Alguns meios para rezar melhor
Rezar não é ficar parado, exige a nossa cooperação. Neste sentido, devemos procurar um “método de oração que muito nos ajude”. Quem sabe, sugiro alguns meios:

a. A Palavra de Deus. Ler e reler textos bíblicos que falem forte ao nosso coração até decorá-los, para que se tornem nosso alimento e dele possamos nos saciar à vontade;

b. A natureza. Precisamos nos dar tempo para parar e contemplar as flores que nascem sozinhas à beira da estrada, ou escutar a voz de um riacho que canta o seu louvor ao Senhor, ou uma estrela no céu... Aprendermos a ser contemplativos...

c. Os acontecimentos da história. Quando você não tem motivação para rezar ou não sabe para quem rezar, ligue a TV, leia o jornal, escute o rádio e logo vai perceber tantos motivos para rezar. Não devemos complicar a vida, mas simplificá-la. Não se importe em como os outros rezam, encontre a sua maneira para rezar. A leitura da “História de uma Alma”, de Santa Teresinha, sem dúvida pode ajudar muito a descobrir “o seu jeito de rezar”.

d. A Eucaristia. Aprenda a amar mais e mais o mistério da Eucaristia. Sempre participe da missa, se estiver preparado comungue, e depois da comunhão fale face a face com o Cristo recebido.
e. O terço. Este é o ano do rosário, que o Papa João Paulo II tem apresentado como meio de oração contemplativa, que todos podem alcançar. Todos temos capacidade de rezar o terço, é a oração dos que amam.

f. Rezar com as imagens. Quando as coisas não andam como quero, costumo segurar o crucifixo e olhar para Jesus crucificado, então meu coração mergulha no silêncio e decifra “as cruzes da vida”. Quando estou alegre, gosto de contemplar imagens bonitas, ícones de nossa Senhora e dos Santos...

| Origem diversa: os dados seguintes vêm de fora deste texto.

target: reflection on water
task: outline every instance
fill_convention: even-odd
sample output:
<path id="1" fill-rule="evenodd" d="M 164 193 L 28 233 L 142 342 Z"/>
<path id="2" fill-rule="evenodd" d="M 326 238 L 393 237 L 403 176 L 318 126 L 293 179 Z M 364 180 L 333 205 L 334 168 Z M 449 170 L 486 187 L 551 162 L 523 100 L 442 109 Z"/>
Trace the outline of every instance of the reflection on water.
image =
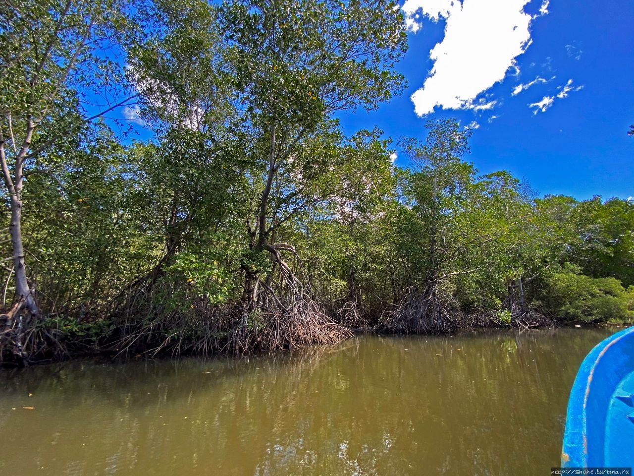
<path id="1" fill-rule="evenodd" d="M 5 372 L 0 474 L 548 474 L 579 364 L 611 333 L 362 336 Z"/>

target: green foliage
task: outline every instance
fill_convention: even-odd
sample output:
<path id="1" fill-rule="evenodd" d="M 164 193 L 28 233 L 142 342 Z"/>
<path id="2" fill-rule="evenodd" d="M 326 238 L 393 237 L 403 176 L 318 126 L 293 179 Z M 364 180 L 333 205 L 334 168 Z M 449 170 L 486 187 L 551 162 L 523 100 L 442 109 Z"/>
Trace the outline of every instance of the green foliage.
<path id="1" fill-rule="evenodd" d="M 60 338 L 217 350 L 265 328 L 285 279 L 333 316 L 378 319 L 433 282 L 505 324 L 520 292 L 564 321 L 633 319 L 632 202 L 480 175 L 455 119 L 398 142 L 410 168 L 382 131 L 344 133 L 337 112 L 404 85 L 391 0 L 28 0 L 0 20 L 0 218 Z M 149 138 L 98 120 L 131 96 Z M 3 234 L 8 308 L 20 267 Z"/>
<path id="2" fill-rule="evenodd" d="M 581 268 L 564 263 L 548 281 L 548 303 L 555 316 L 564 321 L 587 322 L 631 322 L 631 288 L 626 290 L 612 277 L 593 278 Z"/>

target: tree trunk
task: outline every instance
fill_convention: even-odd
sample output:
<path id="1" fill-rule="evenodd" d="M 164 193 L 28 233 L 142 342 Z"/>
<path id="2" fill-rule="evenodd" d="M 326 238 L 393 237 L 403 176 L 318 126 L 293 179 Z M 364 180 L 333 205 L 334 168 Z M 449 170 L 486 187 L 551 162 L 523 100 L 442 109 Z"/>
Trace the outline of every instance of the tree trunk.
<path id="1" fill-rule="evenodd" d="M 22 242 L 22 201 L 16 195 L 11 195 L 11 242 L 13 248 L 13 266 L 15 270 L 15 296 L 20 306 L 25 306 L 33 317 L 39 315 L 39 308 L 34 296 L 34 289 L 29 287 L 27 268 L 24 262 L 24 245 Z"/>
<path id="2" fill-rule="evenodd" d="M 29 118 L 26 135 L 19 152 L 16 152 L 14 175 L 11 176 L 8 161 L 4 150 L 5 142 L 0 134 L 0 164 L 2 165 L 3 176 L 6 190 L 11 197 L 11 242 L 13 251 L 13 266 L 15 272 L 15 302 L 9 313 L 9 319 L 25 307 L 32 317 L 40 315 L 39 308 L 35 298 L 35 289 L 29 286 L 27 268 L 24 260 L 24 244 L 22 240 L 22 186 L 24 182 L 23 171 L 25 158 L 30 147 L 31 138 L 36 128 L 36 124 Z M 15 147 L 14 147 L 15 150 Z"/>

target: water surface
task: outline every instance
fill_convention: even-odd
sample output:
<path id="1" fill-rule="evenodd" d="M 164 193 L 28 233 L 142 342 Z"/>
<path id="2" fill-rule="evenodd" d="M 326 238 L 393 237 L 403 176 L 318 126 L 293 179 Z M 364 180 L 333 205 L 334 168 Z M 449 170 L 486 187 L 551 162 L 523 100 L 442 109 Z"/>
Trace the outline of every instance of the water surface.
<path id="1" fill-rule="evenodd" d="M 0 474 L 550 474 L 577 369 L 612 333 L 367 335 L 275 357 L 4 371 Z"/>

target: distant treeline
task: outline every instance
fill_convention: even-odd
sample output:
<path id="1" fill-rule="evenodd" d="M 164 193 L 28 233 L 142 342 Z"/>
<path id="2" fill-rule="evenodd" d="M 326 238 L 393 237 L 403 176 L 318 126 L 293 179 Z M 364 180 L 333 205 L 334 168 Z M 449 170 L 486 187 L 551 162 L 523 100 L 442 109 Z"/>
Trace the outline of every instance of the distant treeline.
<path id="1" fill-rule="evenodd" d="M 631 202 L 481 175 L 453 119 L 406 169 L 342 133 L 406 50 L 385 0 L 0 5 L 1 358 L 631 322 Z"/>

g. Rezar com os gestos. Se você sente a necessidade de se ajoelhar, se ajoelhe; se percebe que o desejo é de esconder o seu rosto entre as mãos, faça-o. Todo gesto revela o que se passa dentro de nós. Cante, reze, silencie...

h. A oração acontece, sem dúvida, dentro do nosso coração. É no quarto interior, no castelo, na adega, como dizem os místicos, que acontece o encontro de amor entre nós e Deus. Por isso, a oração exige uma grande interiorização. Interiorização quer dizer assimilar a Palavra, comê-la para que ela se transforme em vida e seja nossa força para todos os momentos da nossa caminhada. Interiorizar é assimilar e guardar a Palavra para que, em momentos difíceis, ela possa ser lembrada e se torne novamente força para nós.

Partir com Deus para a vida Depois de ter conversado com Deus, de ter lido a sua Palavra, ter refletido, meditado, assimilado, interiorizado, não nos resta outra coisa senão retomar as atividades de cada dia, com coração novo, olhos diferentes, capazes, e com uma vontade grande de transformar o mundo em que vivemos. De não nos deixar contaminar pelo mundo, de não permitir que o mal nos prenda e nos torne seus escravos. O orante não é diferente dos outros... veste-se como os outros, come o que os outros comem, vai a todos os lugares e trabalha como os outros, mas suas atitudes são atitudes novas, de alguém que assimilou e decidiu ser de Cristo. Luta contra os pecados da carne. Rezar é viver com os olhos fixos em Deus. Aquele que reza, ou muda de vida ou deixa de rezar. Não podemos rezar e continuar numa vida na qual não haja a presença de Jesus. A oração nos transforma, nos faz criaturas novas. Cada um de nós sabe que a oração nos obriga a mudar.